The ideal candidate will have deep technical expertise (ideally with a Ph.D. in a quantitative field) and be able to guide model development, manage regulatory interactions, and collaborate across business units. Candidates should have at least 12+ years of experience in credit risk modeling, strong programming skills in Python, R, SAS, and SQL, familiarity with regulatory frameworks, and experience managing a team.
Key Responsibilities
- Lead and mentor a team of quantitative developers focused on credit risk analytics for wholesale portfolios.
- Oversee the development, refinement, and implementation of models including CECL, PD, LGD, EAD, and internal ratings.
- Conduct quantitative research to align modeling practices with industry standards and regulatory expectations.
- Identify model limitations and design remediation strategies using advanced statistical techniques.
- Collaborate with stakeholders across risk, IT, and model governance teams to ensure effective model deployment and maintenance.
- Serve as a subject matter expert in regulatory and audit discussions.
- Define modeling standards and contribute to the development of model execution platforms.
Qualifications
- At least 12-15+ years of experience in credit risk modeling at a major financial institution.

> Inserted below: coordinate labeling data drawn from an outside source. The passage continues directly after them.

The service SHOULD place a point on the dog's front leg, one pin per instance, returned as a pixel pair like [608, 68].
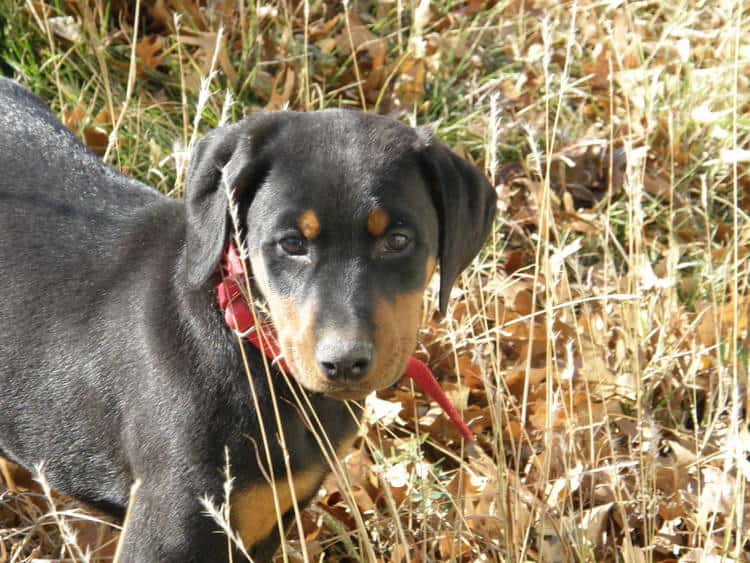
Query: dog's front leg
[168, 524]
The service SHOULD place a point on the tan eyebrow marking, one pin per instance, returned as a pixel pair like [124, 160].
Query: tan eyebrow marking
[308, 224]
[377, 222]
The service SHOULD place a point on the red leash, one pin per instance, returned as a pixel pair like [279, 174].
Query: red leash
[239, 317]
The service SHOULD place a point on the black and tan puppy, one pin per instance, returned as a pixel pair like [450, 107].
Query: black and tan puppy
[115, 361]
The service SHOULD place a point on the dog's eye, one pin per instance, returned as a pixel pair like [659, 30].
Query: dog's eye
[396, 242]
[293, 245]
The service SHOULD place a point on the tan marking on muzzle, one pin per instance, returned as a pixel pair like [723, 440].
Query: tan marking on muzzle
[377, 222]
[252, 508]
[395, 336]
[309, 224]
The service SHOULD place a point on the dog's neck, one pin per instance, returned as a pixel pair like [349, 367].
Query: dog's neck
[241, 317]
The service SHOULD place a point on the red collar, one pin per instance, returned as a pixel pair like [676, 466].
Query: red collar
[239, 317]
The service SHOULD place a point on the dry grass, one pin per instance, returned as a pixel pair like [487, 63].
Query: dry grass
[599, 346]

- Minimum of 3 years managing a team of quantitative professionals.
- Advanced degree (Ph.D. preferred) in Quantitative Finance, Statistics, or a related field.

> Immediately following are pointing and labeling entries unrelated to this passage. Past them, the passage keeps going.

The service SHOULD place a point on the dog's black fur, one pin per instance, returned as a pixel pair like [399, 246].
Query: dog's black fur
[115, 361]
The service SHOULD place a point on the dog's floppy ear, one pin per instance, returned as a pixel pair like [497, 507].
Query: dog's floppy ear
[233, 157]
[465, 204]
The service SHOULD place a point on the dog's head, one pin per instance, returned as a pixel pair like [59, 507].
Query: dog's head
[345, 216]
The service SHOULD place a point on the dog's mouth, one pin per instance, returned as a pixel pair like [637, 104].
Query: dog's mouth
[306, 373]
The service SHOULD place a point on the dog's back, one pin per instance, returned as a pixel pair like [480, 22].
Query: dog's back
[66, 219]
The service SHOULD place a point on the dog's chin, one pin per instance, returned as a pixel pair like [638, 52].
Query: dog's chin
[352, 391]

- Expertise in wholesale credit risk modeling and regulatory frameworks (e.g., CECL, CCAR/DFAST).
- Proficiency in Python, R, SAS, SQL, and experience with data visualization tools such as Power BI or Tableau.
- Strong foundation in advanced statistical methods, including time series modeling, Bayesian techniques, decision trees, and clustering.
- Familiarity with external credit data sources (e.g., S&P, GCD, Moody's Analytics).
- Demonstrated success in managing regulatory interactions and audit processes.
- Excellent communication skills, with the ability to translate complex quantitative concepts for non-technical stakeholders.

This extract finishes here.